Following a week that saw the Dow Jones Industrial Average (Dow Jones Indices:.DJI) gain 275 points despite horrendous economic data, the index closed out Friday unchanged from the day before. The biggest loser on the day, however, was aluminum producer Alcoa Inc (NYSE:AA)‘s stock, which pulled back 1.2%, putting it within striking distance of its 52-week lows again.
Although I’ve been (incorrectly) calling a top for a while now, perhaps it was the lack of consumer confidence as measured by the University of Michigan’s survey that finally did in the index’s inexorable climb. The survey plunged to 72.3 from 78.6, the lowest level in nine months, and said to be the biggest miss to expectations in the survey’s history. Of course, retail sales for March also fell, adding to the drumbeat of negativity we’ve seen, which is why the stock market’s continued rise is so incongruous. Apparently the Federal Reserve’s pumping of tens of billions of dollars into the economy, along with Japan’s recent opening of the floodgates, is all that’s necessary to artificially levitate the markets.
I maintain it’s all going to end badly, and sooner rather than later. In the meantime, commodities are getting crushed, and gold has officially reached bear-market territory, but Alcoa Inc (NYSE:AA)’s own earnings — and not just macroeconomic issues — have played a role in its performance since they were released. It may have beaten estimates for profits, but revenues came in weak and guidance seemed a head-scratcher, leading analysts to question whether the aluminum producer wasn’t wearing rose-colored glasses.
Commodities crushed
Since Alcoa’s unofficial kickoff to the earnings seasons, its stock is down 2%. Yet year to date it’s off 5%, a wide divergence from the overall performance of the Dow, which is up 13%, and that’s just a torrid pace that can’t be maintained.
As I mentioned before, though, gold is now in bear territory, having fallen 21% from its peak. It fell more than $63 an ounce on Friday, or more than 4%, to close trading at just over $1,500 an ounce (intraday it was as low as $1,480 an ounce). That’s a level it hasn’t seen since July 2011, as traders seek better returns elsewhere.
The consequence, however, is that precious-metals miners and streamers are being taken down, too. The world’s largest gold miner, Barrick Gold Corporation (USA) (NYSE:ABX) tumbled 9% yesterday, but it has the added problem of having its huge Pascua-Lama project in Chile being placed on hold as it looks at delays measured in months (at least) before it’s able to start up again.
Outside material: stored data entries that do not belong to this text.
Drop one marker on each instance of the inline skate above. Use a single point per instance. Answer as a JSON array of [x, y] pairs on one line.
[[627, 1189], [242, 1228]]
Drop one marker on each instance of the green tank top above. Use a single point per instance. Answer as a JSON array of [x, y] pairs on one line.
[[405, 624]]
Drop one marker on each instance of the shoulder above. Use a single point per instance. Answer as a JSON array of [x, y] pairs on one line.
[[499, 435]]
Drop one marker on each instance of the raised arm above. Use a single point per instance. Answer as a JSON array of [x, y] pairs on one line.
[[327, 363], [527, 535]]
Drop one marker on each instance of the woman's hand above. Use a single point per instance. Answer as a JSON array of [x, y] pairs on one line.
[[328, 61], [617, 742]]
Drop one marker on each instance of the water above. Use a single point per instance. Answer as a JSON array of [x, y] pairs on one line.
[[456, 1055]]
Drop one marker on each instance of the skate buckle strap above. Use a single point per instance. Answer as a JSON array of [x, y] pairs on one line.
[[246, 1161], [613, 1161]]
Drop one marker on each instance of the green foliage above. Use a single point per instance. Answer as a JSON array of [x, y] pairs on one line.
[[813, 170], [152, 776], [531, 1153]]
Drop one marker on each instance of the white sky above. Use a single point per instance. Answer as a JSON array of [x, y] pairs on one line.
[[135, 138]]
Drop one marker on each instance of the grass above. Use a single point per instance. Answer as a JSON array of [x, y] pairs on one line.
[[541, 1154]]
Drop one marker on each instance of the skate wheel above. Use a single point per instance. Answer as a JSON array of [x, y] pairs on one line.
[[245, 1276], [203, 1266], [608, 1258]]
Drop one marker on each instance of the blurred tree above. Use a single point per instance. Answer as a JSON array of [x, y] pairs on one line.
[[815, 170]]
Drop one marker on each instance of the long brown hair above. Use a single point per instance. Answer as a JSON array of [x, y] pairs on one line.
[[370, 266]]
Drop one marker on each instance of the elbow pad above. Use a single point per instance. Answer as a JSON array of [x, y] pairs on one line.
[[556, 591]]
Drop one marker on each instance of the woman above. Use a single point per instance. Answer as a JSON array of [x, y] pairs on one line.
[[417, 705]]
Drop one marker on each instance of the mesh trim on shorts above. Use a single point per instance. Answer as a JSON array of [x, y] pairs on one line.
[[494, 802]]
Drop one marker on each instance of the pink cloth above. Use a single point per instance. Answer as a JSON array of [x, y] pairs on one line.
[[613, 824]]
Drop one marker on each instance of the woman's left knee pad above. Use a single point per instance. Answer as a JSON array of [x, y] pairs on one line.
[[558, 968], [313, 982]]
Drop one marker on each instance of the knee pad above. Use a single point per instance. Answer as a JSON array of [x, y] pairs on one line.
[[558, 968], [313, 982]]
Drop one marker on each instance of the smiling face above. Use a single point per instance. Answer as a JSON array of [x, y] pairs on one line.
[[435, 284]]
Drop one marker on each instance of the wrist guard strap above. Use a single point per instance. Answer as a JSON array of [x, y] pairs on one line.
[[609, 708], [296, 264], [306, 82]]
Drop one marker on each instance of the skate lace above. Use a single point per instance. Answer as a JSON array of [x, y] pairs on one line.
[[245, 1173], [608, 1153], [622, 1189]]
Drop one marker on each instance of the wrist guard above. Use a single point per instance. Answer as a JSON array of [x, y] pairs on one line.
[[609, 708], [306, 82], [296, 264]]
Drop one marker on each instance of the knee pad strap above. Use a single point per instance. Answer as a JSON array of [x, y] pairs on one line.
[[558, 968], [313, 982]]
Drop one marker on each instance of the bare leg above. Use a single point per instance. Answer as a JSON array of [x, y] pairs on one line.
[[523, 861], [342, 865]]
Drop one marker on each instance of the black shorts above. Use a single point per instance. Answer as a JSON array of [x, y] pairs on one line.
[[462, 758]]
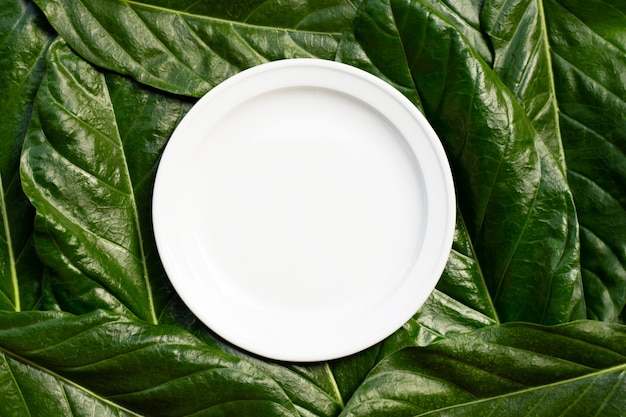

The worst performer in the sector was NovaGold Resources Inc. (USA) (NYSEMKT:NG), which fell 13% yesterday as it scrambles to make sense of its Donlin Gold project in Alaska, the biggest known undeveloped gold deposit anywhere. The joint venture with Barrick Gold Corporation (USA) (NYSE:ABX) has essentially been in limbo since NovaGold Resources Inc. (USA) (NYSEMKT:NG)’s partner said last year it no longer made economic sense to pursue it.
About the only positive thing the miner can hang its hat on is despite the rising costs associated with the project and the falling price of gold is that Barrick Gold Corporation (USA) (NYSE:ABX)’s woes at Pascua-Lama might encourage them to return. It’s a slim hope to be sure, and that’s probably why the stock tumbled so hard. NovaGold Resources Inc. (USA) (NYSEMKT:NG) is running out of places to turn to.